HARTFORD — Gov. Ned Lamont and the leaders of two other northeastern states and the District of Columbia signed a memorandum of understanding on Monday to pursue substantial reductions in motor vehicle pollution and invest $300 million per year in modernizing transportation in the Northeast and Mid-Atlantic region.
Governors Lamont, Charlie Baker of Massachusetts, Gina Raimondo of Rhode Island, and Mayor Muriel Bowser of the District of Columbia represent the first states of a regional collaboration of 12 Northeast and Mid-Atlantic states and the District of Columbia to join the Transportation and Climate Initiative Program.
The program, according to a release from Lamont’s office, will “guarantee Connecticut at least a 26 percent reduction in carbon emissions from transportation from 2022 to 2032, and is anticipated to generate annual revenue of up to $89 million in 2023, increasing to as much as $117 million in 2032.”
The plan will require gasoline and diesel fuel suppliers to purchase emissions allowances for the pollution resulting from the fuels they sell in participating states. Since each year the total number of allowances is expected to decline, the amount of transportation pollution will also decrease.
According to a statement released by the Office of the Governor, “Connecticut will reinvest the additional revenue in “equitable and cleaner” transportation options, creating jobs in transit, construction and green energy and boosting the development of infrastructure for decades to come.
Katie Dykes, commissioner of the Connecticut Energy and Environmental Protection, said the agreement would cap carbon pollution from transportation in Connecticut for the first time, and would reduce greenhouse gas emissions by 26 percent over the next decade.
Carol Platt Liebau, president of the Yankee Institute, a conservative-leaning policy nonprofit based in Connecticut, called the initiative a regressive tax and said it would result in $388.6 million per year in increased gasoline costs across the state.
“This new tax is regressive, opaque, and offensive to hardworking Connecticut residents and small business owners who deserve better from a state government that is supposed to care about them and represent their interests – not the interests of an activist group bent on making it too expensive for the average family to drive to work,” she said.
Our Transportation Future, a coalition of 78 local, regional, and national organizations that focuses on modernizing transportation across the Northeast and Mid-Atlantic region, issued a statement in favor of the program and urging further action.
“The bold and ambitious Transportation & Climate Initiative program is an important step in cutting greenhouse gas pollution from the transportation sector. Still, more will need to be done to reduce pollution at the levels needed to stem the effects of climate change and address historic and current pollution burdens. We look forward to working with states to make the program as strong as possible, especially as it relates to cutting local emissions and improving access to quality transportation options in overburdened and underserved communities.”
Connecticut will create a diverse “equity advisory body” to assist in developing criteria to “identify overburdened and underserved communities, provide recommendations for investments, and assist with developing metrics to evaluate the success of those investments.”
The memo of understanding provides an allotment of “no less than 35 percent of the annual proceeds to assist communities overburdened by transportation pollution and associated negative health impacts and underserved by the current transportation system.”
Raimondo said the program will provide $20 million annually “for public transit, safe streets for bikers and pedestrians, and other green projects,” as well as “provide much-needed relief for the urban communities who suffer lifelong health problems as a result of dirty air.”
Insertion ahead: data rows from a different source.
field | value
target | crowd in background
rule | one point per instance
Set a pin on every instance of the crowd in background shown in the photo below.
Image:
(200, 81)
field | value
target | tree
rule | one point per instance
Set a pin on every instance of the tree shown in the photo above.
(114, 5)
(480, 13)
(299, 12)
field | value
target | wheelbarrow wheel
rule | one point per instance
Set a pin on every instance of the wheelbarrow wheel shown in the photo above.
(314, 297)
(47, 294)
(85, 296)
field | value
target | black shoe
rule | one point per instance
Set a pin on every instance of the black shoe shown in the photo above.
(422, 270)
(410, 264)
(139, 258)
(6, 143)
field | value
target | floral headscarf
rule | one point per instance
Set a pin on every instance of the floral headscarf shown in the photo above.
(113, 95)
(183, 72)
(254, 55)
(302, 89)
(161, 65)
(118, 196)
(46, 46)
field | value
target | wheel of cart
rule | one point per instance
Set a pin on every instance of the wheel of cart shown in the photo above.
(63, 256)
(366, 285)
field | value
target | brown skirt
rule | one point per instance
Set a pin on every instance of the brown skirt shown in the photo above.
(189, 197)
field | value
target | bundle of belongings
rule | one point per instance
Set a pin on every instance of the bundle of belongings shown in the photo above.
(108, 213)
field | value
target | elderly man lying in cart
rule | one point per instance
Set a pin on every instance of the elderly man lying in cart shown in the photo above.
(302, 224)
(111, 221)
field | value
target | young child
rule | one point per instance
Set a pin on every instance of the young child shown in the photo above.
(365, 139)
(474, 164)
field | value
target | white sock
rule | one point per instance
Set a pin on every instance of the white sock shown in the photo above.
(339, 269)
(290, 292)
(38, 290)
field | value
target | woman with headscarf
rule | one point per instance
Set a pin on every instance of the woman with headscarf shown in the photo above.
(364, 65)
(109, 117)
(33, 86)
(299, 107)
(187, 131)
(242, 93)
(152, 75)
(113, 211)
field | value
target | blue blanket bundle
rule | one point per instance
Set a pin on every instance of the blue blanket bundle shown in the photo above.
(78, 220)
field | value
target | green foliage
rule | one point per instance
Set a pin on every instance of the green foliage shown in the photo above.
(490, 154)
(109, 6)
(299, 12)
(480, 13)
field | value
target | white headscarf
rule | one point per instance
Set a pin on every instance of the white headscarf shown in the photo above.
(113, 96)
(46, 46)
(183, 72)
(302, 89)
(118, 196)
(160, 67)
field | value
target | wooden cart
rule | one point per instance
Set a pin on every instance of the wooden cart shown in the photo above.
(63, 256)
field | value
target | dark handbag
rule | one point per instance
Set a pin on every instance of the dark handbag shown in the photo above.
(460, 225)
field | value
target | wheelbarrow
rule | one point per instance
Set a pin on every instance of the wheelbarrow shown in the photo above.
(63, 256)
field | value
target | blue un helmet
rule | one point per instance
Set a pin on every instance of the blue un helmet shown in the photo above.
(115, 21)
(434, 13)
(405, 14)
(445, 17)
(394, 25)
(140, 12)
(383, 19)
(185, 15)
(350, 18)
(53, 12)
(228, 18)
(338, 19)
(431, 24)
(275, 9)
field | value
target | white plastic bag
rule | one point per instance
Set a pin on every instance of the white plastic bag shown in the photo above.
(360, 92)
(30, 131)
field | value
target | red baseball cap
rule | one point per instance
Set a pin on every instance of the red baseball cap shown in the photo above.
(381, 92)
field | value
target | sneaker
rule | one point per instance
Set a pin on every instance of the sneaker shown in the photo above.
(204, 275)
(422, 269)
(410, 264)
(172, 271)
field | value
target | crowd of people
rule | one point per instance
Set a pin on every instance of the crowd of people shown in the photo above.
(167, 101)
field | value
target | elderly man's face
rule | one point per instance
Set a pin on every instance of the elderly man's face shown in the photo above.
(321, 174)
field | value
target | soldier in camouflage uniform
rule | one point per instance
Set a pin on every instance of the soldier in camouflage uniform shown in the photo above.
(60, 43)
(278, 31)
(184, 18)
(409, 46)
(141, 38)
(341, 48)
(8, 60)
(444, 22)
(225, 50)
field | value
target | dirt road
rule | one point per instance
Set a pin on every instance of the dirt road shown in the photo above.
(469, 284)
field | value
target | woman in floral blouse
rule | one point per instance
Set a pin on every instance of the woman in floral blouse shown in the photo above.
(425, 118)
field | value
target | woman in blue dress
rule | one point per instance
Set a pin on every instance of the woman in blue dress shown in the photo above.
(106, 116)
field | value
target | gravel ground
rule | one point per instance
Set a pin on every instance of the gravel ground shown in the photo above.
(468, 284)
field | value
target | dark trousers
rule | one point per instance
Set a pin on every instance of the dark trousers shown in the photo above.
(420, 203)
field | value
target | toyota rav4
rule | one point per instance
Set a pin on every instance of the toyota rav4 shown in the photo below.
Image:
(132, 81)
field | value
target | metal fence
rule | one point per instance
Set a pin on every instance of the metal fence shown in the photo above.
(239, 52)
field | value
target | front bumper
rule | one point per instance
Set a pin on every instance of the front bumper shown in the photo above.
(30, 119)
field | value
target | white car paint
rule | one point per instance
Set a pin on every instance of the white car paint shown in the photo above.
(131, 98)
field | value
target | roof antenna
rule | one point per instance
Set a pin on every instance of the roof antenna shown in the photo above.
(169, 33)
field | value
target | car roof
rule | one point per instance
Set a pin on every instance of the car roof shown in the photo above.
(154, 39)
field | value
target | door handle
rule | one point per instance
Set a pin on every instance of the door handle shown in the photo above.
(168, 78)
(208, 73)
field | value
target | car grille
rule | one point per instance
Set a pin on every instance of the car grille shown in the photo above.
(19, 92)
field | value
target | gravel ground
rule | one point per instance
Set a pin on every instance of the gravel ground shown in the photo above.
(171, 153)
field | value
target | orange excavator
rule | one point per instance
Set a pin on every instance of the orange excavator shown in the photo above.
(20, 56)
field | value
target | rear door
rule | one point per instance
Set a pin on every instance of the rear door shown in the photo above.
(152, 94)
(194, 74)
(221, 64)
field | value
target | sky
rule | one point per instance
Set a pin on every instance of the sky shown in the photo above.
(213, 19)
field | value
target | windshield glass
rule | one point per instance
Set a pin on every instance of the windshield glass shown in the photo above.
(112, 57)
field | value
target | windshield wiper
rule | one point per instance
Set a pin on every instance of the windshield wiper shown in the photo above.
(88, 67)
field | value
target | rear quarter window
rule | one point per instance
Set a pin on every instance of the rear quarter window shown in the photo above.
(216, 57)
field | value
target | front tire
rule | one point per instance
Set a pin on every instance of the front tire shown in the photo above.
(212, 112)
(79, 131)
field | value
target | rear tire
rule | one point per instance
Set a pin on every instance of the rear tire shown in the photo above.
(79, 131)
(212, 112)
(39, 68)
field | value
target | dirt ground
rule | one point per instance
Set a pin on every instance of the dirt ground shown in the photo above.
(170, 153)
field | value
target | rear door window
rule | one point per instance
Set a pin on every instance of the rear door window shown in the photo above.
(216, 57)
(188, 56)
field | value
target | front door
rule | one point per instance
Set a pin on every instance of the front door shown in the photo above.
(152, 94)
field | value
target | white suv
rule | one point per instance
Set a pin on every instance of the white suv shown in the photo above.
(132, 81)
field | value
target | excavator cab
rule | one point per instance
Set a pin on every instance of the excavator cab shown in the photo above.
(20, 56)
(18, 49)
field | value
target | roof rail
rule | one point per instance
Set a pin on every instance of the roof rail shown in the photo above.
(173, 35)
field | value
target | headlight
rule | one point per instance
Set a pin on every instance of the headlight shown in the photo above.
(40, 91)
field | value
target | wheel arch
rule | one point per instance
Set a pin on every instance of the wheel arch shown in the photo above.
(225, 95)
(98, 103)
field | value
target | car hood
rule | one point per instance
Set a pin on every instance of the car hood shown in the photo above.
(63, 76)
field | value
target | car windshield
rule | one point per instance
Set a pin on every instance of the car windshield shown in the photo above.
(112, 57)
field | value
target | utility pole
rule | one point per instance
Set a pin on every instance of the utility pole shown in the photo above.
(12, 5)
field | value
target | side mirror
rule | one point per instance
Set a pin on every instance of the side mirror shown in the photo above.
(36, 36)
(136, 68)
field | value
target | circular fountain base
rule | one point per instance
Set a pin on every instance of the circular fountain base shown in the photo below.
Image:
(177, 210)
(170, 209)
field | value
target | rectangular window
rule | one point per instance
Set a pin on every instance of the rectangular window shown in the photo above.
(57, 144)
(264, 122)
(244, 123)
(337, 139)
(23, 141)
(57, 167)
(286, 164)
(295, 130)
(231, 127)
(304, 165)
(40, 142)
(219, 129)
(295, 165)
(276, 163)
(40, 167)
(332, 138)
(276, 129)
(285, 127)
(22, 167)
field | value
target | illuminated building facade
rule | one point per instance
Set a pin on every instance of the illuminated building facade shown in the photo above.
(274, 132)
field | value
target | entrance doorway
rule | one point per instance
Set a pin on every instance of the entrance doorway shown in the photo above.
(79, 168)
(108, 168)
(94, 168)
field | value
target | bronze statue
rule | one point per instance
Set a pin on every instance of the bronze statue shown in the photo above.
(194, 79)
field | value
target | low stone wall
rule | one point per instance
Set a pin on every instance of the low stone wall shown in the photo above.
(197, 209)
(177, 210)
Baker said that partnering with other northeastern states will create “a more significant impact on climate change while creating jobs and growing the economy as a result.
However, Rep. Vincent Candelora, R-North Branford, said the plan will cost state residents more to drive during a critical time of financial stress and would not solve long-term infrastructure issues.
“This news couldn’t come at a worse time for Connecticut residents and employers who will undoubtedly find themselves dealing with the devastating financial impacts of this pandemic for the foreseeable future,” said Candelora. “Signing on to a plan that would have people pay more to drive shows a lack of understanding about just how much people are hurting right now.
Every member of our legislature should think long and hard about how this initiative will impact the wallets of their constituents, particularly since there’s no concrete connection to addressing the critical issue they see and feel on a daily basis—fixing our state’s roads and bridges.”
Delaware, Maine, Maryland, New Jersey, New York, Pennsylvania and Vermont are currently negotiating participation in the program.
Each of the participating states will decide independently how to invest program proceeds. Investments could include:
- improving existing public transit systems
- developing new bus routes in suburban and rural communities
- developing bus rapid transit
- electrifying buses, rail, and state fleets
- developing highway preservation to reduce congestion; expanding safe
bike lanes, bike paths, walking trails, and sidewalks
- expanding bike-share programs
- improving high speed wireless internet in rural and low-income areas
- creating rebates for electric and low-emission vehicles
- developing charging infrastructure
- developing interstate electric vehicle charging corridors
- creating incentives for continued telecommuting.